888 Holdings slapped with £9.4m fine for AML and customer care breaches
It’s the second time 888 UK Limited has faced enforcement action from the Gambling Commission.
UK.- The Gambling Commission has ordered 888 Holdings to pay fines totalling £9.4m for a series of social responsibility and money laundering failures across its brands. The British regulator has also issued a warning to the FTSE250 online gaming giant and ordered it to undertake extensive independent audits.
The Gambling Commission found that the group’s brands breached multiple requirements on AML prevention measures and the regulator’s Social Responsibility Code of Practice (SRCP). It noted that 888 had “implemented a policy where customers were allowed to deposit £40,000 before carrying out source-of-funds (SoF) checks”.
The commission revealed that one customer was allowed £65,835 in just five months without SOF checks being carried out. 888 was also found to have no effective policy on SOF documentation, with compliance teams reportedly accepting verbal assurances from customers about their income.
The regulator said 888 could “not effectively identify players at risk of harm because their policies determined financial checks should be carried out after a customer had deposited £40,000”.
It found that most customer care interactions fell below standards and comprised an “email just detailing the responsible gambling tools and did not require a customer response”.
It’s the second time 888 has faced enforcement action from the Gambling Commission. In 2017, it was ordered to pay £7.8m over failings to protect vulnerable customers. The group operates 78 websites including 888.com.
Gambling Commission chief executive Andrew Rhodes said: “The circumstances of the last enforcement action may be different but both cases involve failing consumers – and this is something that is not acceptable.

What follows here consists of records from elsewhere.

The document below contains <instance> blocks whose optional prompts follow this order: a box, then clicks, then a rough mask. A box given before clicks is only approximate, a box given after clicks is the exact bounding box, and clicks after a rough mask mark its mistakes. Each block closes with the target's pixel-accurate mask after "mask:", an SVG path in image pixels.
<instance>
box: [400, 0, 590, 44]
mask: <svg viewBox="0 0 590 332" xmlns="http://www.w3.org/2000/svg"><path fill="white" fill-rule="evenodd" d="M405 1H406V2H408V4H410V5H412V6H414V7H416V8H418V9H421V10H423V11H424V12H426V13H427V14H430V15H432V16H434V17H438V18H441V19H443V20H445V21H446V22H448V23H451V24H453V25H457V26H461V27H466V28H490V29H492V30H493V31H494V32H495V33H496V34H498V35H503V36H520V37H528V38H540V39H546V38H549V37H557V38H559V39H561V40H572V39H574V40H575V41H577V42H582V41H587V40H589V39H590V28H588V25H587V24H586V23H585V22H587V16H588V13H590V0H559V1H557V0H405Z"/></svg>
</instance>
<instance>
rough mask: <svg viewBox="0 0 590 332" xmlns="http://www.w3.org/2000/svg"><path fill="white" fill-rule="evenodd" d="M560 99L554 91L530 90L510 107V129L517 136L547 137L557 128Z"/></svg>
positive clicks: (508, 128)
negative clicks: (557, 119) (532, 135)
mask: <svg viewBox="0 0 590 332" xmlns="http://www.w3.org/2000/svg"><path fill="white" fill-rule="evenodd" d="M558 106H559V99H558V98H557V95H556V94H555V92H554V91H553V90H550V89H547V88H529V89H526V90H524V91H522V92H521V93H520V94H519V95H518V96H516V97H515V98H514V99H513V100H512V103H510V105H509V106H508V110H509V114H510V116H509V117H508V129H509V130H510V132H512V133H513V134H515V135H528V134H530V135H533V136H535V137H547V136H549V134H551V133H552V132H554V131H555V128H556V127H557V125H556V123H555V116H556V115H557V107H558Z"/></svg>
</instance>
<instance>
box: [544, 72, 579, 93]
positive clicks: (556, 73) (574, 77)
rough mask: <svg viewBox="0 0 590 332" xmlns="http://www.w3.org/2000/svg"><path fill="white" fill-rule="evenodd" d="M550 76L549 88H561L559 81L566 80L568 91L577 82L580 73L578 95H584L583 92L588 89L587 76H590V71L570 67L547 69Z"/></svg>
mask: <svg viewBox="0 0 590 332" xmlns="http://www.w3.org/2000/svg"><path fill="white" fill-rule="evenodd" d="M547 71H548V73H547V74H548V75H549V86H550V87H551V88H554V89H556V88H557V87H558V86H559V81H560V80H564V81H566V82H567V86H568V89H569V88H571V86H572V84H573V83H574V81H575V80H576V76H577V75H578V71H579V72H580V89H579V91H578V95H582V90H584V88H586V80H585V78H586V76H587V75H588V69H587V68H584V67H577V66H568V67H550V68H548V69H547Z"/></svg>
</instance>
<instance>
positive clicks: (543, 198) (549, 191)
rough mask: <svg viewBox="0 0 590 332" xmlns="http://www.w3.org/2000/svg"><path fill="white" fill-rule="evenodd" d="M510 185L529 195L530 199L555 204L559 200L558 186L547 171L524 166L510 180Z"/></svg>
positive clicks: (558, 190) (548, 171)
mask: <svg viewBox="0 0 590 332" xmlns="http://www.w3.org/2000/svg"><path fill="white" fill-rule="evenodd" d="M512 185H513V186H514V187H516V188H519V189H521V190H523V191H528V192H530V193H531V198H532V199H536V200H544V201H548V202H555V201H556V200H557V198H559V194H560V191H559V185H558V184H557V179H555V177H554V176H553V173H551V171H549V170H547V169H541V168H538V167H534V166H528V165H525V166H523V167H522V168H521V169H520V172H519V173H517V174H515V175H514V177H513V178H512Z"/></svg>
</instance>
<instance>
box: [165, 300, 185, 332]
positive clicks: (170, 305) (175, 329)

“Today’s fine is one of our largest to date, and all should be clear that if there is a repeat of the failures at 888 then we have to seriously consider the suitability of the operator to uphold the licensing objectives and keep gambling safe and crime-free.
“Consumers in Britain deserve to know that when they gamble, they are participating in a leisure activity where operators play their part in keeping them.”
Social responsibility failures included:
- not effectively identifying players at risk of harm because their policies determined financial checks should be carried out after a customer had deposited £40,000
- not carrying out a customer interaction with a customer who lost £37,000 in a six week period during the Covid-19 pandemic
- not taking into account the Commission’s formal guidance on customer interaction
- giving a customer they knew was an NHS worker earning £1,400 a month a monthly deposit cap of £1,300
- most of the interactions conducted predominately consisted of an email just detailing the responsible gambling tools and did not require a customer response
- during a Commission assessment there was no evidence of the operator proactively placing restrictions on accounts where social responsibility concerns were raised
- not ensuring that if a customer has multiple accounts those accounts are managed for customer interaction holistically and financial limits can be implemented across all accounts. In one example, a customer had one of his 11 accounts restricted because of Source of Funds (SOF) concerns, but he was allowed to open three more accounts and continue gambling.
Money laundering failures included:
- implementing a policy where customers were allowed to deposit £40,000 before carrying out SOF checks
- accepting verbal assurances from customers as to employment income and being reliant on open-source information to validate SOF
- not setting out which documents should be requested as part of SOF checks
- allowing one customer to spend £65,835 in just 5 months without SOF checks being carried out
- not effectively implementing its own policies which stated that customers have 10 days to present SOF documentation before their account was restricted. In one case a customer’s SOF were not requested until three weeks after the 10 day trigger and lost £15,000 during that period.